Algeria | Freedom House

Freedom of the Press



Freedom of the Press 2002

2002 Scores

Press Status

Not Free

Press Freedom Score
(0 = best, 100 = worst)


Political Environment
(0 = best, 40 = worst)


Economic Environment
(0 = best, 30 = worst)


Algeria has a vibrant private press and newspapers offer competing views. Reports critical of the government, including exposures of corruption, appear often in the independent newspapers. However, press freedom remains constrained by government pressure, legal constraints, and the Islamist insurgency, which has targeted journalists in the past. The state of emergency restricts press freedom and punishes undefined threats to the state or to public order. A 1990 law requires speech to respect "individual dignity, the imperatives of foreign policy, and the national defense." Penal code reforms enacted in May 2001 provide for prison terms of two to twelve months and fines of $700 to $3,500 for defamation of the president, parliament, courts, the military, and other public officials, as well as Islam and the Prophet Mohammed. The new law also allows the public prosecutor to begin proceedings against an individual for defamation without the prior filing of a complaint. Despite a 1999 law allowing private television and radio stations, the government has a monopoly on both. Two journalists with La Voix de l'Oranie were sentenced to six months' imprisonment in April for libel, and in November authorities suspended the Arabic-language weekly El Mawiid.

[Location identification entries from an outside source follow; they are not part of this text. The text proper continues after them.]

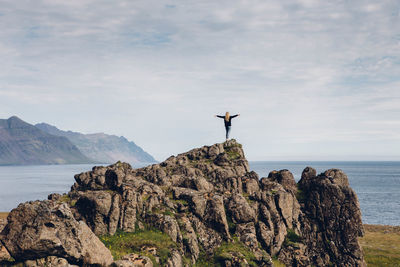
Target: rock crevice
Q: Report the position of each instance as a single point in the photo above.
(208, 202)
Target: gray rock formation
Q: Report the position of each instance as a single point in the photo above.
(40, 229)
(217, 211)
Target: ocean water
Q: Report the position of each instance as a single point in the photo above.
(377, 184)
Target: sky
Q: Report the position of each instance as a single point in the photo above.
(311, 80)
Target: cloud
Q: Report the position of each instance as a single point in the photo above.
(305, 75)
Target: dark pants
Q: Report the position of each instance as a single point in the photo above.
(228, 129)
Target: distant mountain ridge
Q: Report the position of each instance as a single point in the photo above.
(102, 147)
(22, 143)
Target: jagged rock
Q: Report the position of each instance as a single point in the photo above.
(175, 260)
(50, 261)
(44, 228)
(285, 178)
(133, 260)
(332, 219)
(203, 199)
(239, 209)
(189, 238)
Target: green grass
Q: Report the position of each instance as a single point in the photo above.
(122, 243)
(277, 263)
(381, 245)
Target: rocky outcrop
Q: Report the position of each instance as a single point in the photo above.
(332, 218)
(212, 207)
(40, 229)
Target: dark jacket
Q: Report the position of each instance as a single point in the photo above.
(227, 123)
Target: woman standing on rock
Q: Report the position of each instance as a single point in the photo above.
(227, 120)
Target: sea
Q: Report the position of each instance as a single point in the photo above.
(377, 183)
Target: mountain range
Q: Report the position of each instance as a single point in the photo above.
(22, 143)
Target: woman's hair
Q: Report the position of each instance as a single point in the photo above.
(227, 116)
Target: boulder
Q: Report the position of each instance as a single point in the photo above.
(47, 228)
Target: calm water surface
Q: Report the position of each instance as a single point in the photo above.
(377, 184)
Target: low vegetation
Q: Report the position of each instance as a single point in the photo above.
(381, 245)
(122, 243)
(3, 215)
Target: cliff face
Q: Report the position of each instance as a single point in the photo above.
(102, 147)
(212, 207)
(22, 143)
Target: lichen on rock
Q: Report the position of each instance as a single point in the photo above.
(213, 209)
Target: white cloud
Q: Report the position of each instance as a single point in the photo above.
(305, 75)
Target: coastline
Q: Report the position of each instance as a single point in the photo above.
(381, 243)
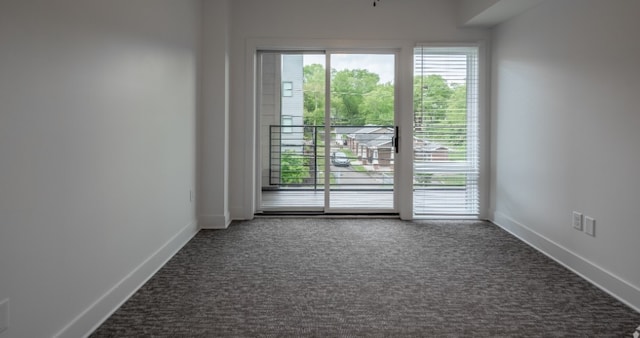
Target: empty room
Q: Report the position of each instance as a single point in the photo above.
(396, 168)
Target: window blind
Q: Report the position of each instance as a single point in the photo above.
(445, 131)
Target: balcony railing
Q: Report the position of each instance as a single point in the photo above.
(361, 157)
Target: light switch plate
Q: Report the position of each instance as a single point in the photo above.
(577, 220)
(4, 315)
(590, 226)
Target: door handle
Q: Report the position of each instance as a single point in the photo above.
(394, 140)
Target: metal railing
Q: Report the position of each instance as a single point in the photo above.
(361, 157)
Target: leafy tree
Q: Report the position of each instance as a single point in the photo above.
(431, 95)
(378, 105)
(293, 168)
(313, 88)
(348, 90)
(456, 118)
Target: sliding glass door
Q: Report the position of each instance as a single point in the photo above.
(327, 131)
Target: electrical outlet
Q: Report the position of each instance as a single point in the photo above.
(4, 315)
(590, 226)
(577, 220)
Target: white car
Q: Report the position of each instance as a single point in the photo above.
(340, 159)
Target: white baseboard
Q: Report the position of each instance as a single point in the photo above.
(214, 221)
(91, 318)
(603, 279)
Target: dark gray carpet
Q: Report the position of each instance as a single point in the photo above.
(366, 277)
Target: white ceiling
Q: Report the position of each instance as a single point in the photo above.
(487, 13)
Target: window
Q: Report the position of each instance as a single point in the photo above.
(287, 89)
(446, 144)
(287, 122)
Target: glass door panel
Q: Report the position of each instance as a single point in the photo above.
(361, 133)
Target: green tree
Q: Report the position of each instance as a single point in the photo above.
(378, 105)
(431, 95)
(293, 168)
(313, 89)
(348, 90)
(456, 117)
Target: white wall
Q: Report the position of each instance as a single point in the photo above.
(213, 152)
(332, 22)
(565, 135)
(97, 153)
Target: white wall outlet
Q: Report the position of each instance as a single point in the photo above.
(590, 226)
(577, 220)
(4, 315)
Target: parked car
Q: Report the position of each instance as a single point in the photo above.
(340, 159)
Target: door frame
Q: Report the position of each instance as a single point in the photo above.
(250, 192)
(327, 191)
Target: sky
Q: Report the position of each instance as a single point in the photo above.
(381, 64)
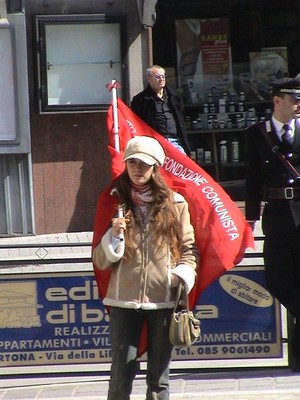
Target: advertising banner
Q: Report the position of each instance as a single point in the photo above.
(204, 58)
(57, 319)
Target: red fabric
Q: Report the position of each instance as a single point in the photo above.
(221, 231)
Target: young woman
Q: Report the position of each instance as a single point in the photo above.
(157, 251)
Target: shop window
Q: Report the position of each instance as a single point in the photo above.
(8, 126)
(77, 56)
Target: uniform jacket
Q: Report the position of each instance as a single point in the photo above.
(143, 104)
(144, 281)
(265, 170)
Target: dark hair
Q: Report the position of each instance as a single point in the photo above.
(165, 226)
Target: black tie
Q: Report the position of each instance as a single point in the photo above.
(287, 138)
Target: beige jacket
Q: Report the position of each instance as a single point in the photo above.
(144, 281)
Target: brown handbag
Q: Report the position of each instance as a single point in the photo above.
(184, 327)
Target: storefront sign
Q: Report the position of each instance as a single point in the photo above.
(56, 319)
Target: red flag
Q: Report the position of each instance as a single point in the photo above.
(221, 231)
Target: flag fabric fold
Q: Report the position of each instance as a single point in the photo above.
(221, 231)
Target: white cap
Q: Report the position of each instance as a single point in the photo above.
(146, 149)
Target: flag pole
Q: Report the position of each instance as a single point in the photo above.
(115, 115)
(113, 88)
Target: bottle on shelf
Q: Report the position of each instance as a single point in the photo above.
(235, 151)
(223, 151)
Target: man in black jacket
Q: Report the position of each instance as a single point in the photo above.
(161, 108)
(270, 180)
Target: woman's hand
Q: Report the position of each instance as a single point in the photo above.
(118, 226)
(175, 280)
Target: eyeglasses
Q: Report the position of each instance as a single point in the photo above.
(162, 77)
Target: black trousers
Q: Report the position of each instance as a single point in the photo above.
(282, 272)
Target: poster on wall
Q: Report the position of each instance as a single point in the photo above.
(57, 319)
(204, 58)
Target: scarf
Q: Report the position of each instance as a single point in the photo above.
(141, 194)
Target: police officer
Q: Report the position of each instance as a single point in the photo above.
(270, 180)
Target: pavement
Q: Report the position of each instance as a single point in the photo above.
(255, 382)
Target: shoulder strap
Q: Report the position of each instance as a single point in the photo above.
(182, 287)
(265, 129)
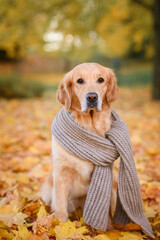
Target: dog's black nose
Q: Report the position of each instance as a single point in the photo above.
(92, 97)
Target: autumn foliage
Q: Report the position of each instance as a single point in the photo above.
(25, 160)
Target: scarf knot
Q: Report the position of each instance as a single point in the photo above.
(102, 152)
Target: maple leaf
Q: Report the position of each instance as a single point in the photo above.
(68, 229)
(11, 218)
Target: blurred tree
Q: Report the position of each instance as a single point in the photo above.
(23, 23)
(154, 8)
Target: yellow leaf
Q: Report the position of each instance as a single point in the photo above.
(11, 218)
(148, 211)
(22, 178)
(101, 237)
(5, 234)
(68, 229)
(23, 233)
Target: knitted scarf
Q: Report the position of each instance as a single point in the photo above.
(102, 152)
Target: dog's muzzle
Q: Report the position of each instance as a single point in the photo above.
(92, 100)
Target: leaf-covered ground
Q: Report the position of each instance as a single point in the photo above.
(25, 160)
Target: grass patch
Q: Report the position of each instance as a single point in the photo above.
(14, 86)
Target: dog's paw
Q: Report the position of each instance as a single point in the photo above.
(61, 216)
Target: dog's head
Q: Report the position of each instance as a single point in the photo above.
(89, 86)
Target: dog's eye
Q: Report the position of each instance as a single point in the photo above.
(80, 81)
(100, 80)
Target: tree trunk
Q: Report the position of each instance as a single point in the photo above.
(156, 77)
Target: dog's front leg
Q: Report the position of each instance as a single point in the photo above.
(61, 191)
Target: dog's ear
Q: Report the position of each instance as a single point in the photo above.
(112, 88)
(64, 93)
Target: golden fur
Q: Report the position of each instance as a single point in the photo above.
(67, 185)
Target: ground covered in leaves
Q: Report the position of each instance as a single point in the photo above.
(25, 160)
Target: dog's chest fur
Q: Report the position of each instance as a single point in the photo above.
(78, 170)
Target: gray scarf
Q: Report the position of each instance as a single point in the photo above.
(102, 152)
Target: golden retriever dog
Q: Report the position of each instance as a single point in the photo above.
(87, 91)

In May, police assaulted a journalist covering the riots in Tizi Ouzou, and two journalists covering violent demonstrations in Algiers were killed in June. Foreign journalists are rarely granted visas to work in Algeria, and few foreign publications have permission to appear on Algerian newsstands, although 60 percent of the population does have access to European satellite TV stations. To overcome the government's monopoly on printing presses, two independent dailies, El Watan and El Khabar, joined together to purchase their own printing press and also opened a private printing house.